A new type of transistor based on a 3D structure could replace silicon chips, say researchers from Purdue and Harvard universities.
The transistors contain tiny nanowires made from called indium-gallium-arsenide. Using them, integrated circuits could be made faster, more compact and more efficient, and laptops lighter, says the team.
And because the device was created using a ‘top-down’ method similar to current industrial processes, it has a good chance of being adopted by industry, they say.
A new generation of silicon computer chips is due to appear next year, using transistors with a vertical structure instead of a conventional flat design. However, because silicon has a limited electron mobility, their performance will be similarly limited.

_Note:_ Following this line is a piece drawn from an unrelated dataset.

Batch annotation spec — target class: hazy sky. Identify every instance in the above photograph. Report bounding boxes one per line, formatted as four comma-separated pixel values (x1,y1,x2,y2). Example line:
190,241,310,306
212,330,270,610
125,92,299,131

Indium-gallium-arsenide is among several promising replacements for silicon. They’re called III-V materials because they combine elements from the third and fifth groups of the periodic table.
“Industry and academia are racing to develop transistors from the III-V materials,” says Peide Ye, a professor of electrical and computer engineering at Purdue.
“Here, we have made the world’s first 3-D gate-all-around transistor on much higher-mobility material than silicon, the indium-gallium-arsenide.”
The device has the potential to conduct electrons five times faster than silicon, says the team.
The device could also have implications for power consumption. The team used a new type of insulating layer – essential for the devices to switch off. They applied a dielectric coating made of aluminum oxide using atomic layer deposition, already commonly used in industry.
Using atomic layer deposition might enable engineers to design transistors having thinner oxide and metal layers for the gates, possibly consuming far less electricity than silicon devices.
“A thinner dielectric layer means speed goes up and voltage requirements go down,” Ye said.